Overall connectivity — a next generation molecular connectivity

Abstract

The development of molecular connectivity concept and some of its key elements — Randić’s inverse-square-root function and the detailed subgraph characterization — are analyzed. The concept of overall connectivity recently advanced is presented as a next step in unfolding the ideas of molecular connectivity by combining them with those of molecular complexity. Definitions of overall connectivity index, eth-order overall connectivities, and overall connectivity vector are presented along with formulae for calculating these sets of topological indices for several classes of graphs of chemical relevance. Based on sums of adjacencies over all subgraphs (or up to a limiting subgraph size in large molecules), the overall connectivities increase both with molecule size and complexity, as expressed in branching and cyclicity of molecular skeleton. When applied to molecules containing heteroatoms, valence overall connectivities are constructed employing the Kier and Hall scheme.
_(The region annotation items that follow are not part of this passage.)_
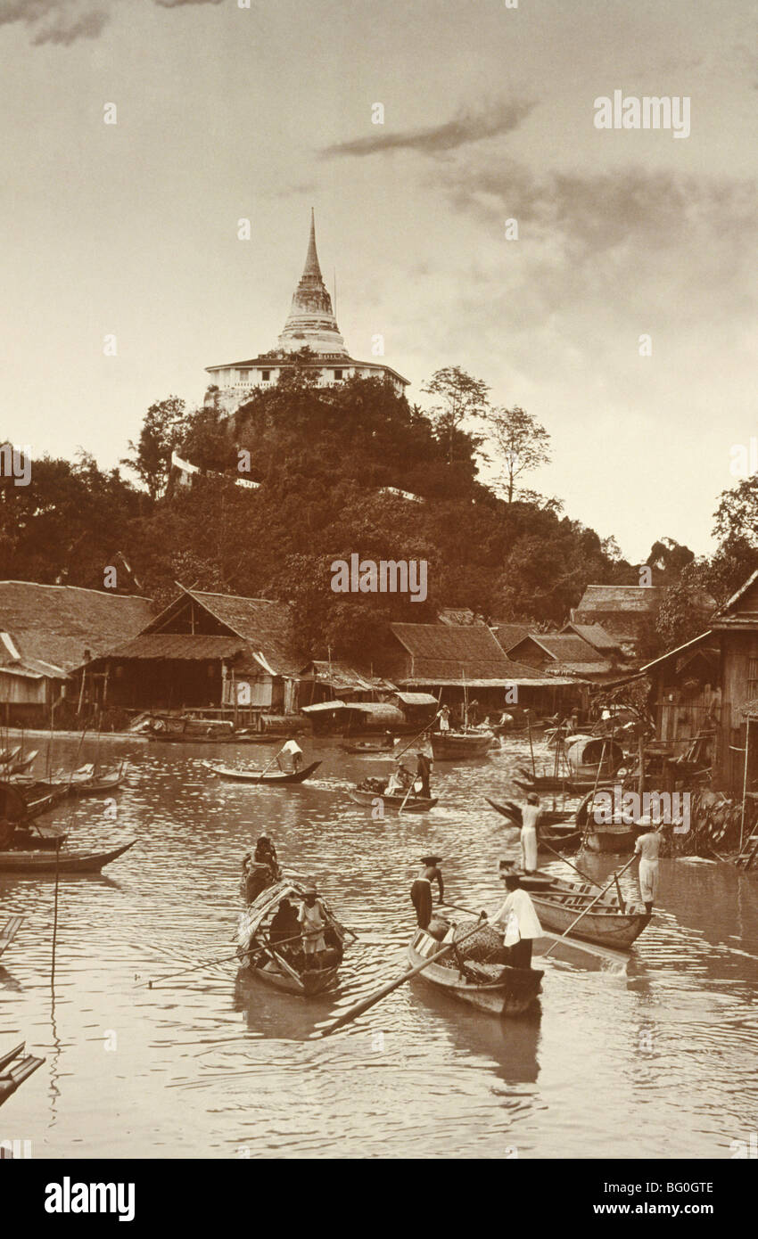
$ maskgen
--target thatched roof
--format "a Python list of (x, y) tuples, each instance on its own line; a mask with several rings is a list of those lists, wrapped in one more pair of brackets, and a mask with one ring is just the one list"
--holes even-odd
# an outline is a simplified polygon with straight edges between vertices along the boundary
[[(154, 611), (150, 598), (107, 590), (0, 581), (0, 632), (10, 634), (21, 662), (40, 674), (68, 673), (85, 660), (87, 650), (97, 658), (121, 644), (150, 622)], [(15, 663), (4, 643), (0, 663)]]
[[(305, 657), (297, 649), (292, 615), (286, 602), (242, 598), (234, 593), (209, 593), (203, 590), (187, 590), (185, 586), (181, 589), (181, 595), (147, 624), (145, 634), (170, 636), (175, 617), (185, 607), (187, 598), (193, 598), (216, 621), (217, 636), (242, 638), (250, 667), (256, 665), (271, 675), (297, 678)], [(201, 638), (207, 639), (202, 633), (187, 633), (187, 636), (198, 641), (198, 648)], [(239, 642), (237, 648), (240, 648)]]
[[(533, 667), (507, 658), (486, 624), (394, 623), (390, 629), (410, 655), (401, 678), (405, 685), (486, 688), (488, 684), (536, 683), (541, 678)], [(550, 679), (550, 684), (559, 683)]]

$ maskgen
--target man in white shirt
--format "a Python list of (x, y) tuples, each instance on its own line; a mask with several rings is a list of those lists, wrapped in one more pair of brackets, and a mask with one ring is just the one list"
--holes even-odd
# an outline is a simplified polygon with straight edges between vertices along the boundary
[(531, 945), (542, 937), (542, 927), (528, 891), (521, 890), (518, 873), (503, 873), (505, 902), (490, 922), (504, 929), (503, 945), (510, 948), (513, 968), (531, 968)]
[(530, 792), (521, 808), (521, 869), (534, 873), (538, 867), (538, 823), (542, 815), (540, 798)]
[(653, 912), (658, 895), (658, 854), (660, 851), (660, 828), (638, 835), (634, 851), (639, 855), (639, 895), (648, 916)]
The usefulness of the novel indices is demonstrated by modeling physicochemical properties of alkane compounds. A detailed comparison is made with other models derived for the same set of compounds, proceeding from molecular connectivity, as well as with two other probe connectivity functions — the overall connectivity versions of the second Zagreb index, and a derivative inverse function of this index. The favorable comparisons indicate the need of molecular connectivity paradigm revisiting, and show the potential of the overall connectivity indices for QSPR/QSAR applications.